Ho un mondo di domande dentro di me, ma ad alcune risponde Xhovan, uno degli accompagnatori, guidando la sua Golf nera vicino a Gjadër, un piccolo villaggio vicino Lezhë. “La radio dice che il ministro degli interni si è dimesso: questo governo cade a pezzi – mi dice con molta rassegnazione – del resto lo sapevamo, sono tutti corrotti in Albania.” Gli chiedo come mai la strada che stiamo percorrendo è così larga e inspiegabilmente rettilinea.
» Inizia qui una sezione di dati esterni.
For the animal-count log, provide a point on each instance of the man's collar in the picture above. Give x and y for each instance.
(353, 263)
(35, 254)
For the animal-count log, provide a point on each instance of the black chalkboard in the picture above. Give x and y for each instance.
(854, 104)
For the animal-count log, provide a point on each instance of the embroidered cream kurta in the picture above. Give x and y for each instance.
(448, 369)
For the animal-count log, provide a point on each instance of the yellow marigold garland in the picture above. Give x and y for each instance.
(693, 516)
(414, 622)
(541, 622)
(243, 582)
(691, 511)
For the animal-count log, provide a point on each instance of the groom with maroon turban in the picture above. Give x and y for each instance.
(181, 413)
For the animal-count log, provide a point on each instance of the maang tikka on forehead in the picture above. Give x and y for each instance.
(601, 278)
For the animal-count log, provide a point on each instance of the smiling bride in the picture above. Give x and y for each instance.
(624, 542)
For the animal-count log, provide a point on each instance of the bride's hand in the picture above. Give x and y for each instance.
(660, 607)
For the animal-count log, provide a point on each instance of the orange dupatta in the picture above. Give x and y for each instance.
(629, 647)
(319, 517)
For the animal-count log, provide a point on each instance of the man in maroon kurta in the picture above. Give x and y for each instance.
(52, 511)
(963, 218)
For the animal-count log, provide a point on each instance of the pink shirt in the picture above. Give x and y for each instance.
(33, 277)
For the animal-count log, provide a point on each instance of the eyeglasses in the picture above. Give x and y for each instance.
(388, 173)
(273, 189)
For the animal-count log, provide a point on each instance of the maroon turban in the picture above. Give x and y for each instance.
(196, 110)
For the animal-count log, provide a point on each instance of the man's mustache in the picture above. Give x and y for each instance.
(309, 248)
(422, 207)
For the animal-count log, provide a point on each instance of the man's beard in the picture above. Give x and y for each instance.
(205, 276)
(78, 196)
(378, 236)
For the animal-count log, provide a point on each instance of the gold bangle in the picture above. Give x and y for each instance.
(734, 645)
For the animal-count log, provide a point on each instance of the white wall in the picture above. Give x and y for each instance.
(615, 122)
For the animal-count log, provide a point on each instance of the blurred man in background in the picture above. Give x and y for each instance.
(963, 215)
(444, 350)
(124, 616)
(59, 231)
La sua risposta mi sorprende: “Hoxha, il dittatore, era terrorizzato dal fatto che gli italiani potessero bombardare l’Albania con l’atomica, per questo ha fatto costruire a Gjadër una base militare enorme. Quando il regime è caduto, la base è stata ridimensionata e molte piste sono state convertite in strade. Questa era la seconda pista più lunga d’Europa: Hoxha avrebbe dovuto richiedere il supporto dei Mig cinesi in caso di bombardamento nucleare, ma gli aerei supersonici hanno bisogno di spazio per atterrare e decollare. È lunga 3.3 km”.

L’Albania è anche questa: il paese della paura, dell’isolazionismo e dei settecentomila bunker costruiti su tutto il territorio per paura degli italiani, che ora giacciono abbandonati in mezzo alle strade, sulle spiagge o in pieno centro a Tirana, un po’ come cicatrice di un passato ancora fresco, un po’ monito per le generazioni future.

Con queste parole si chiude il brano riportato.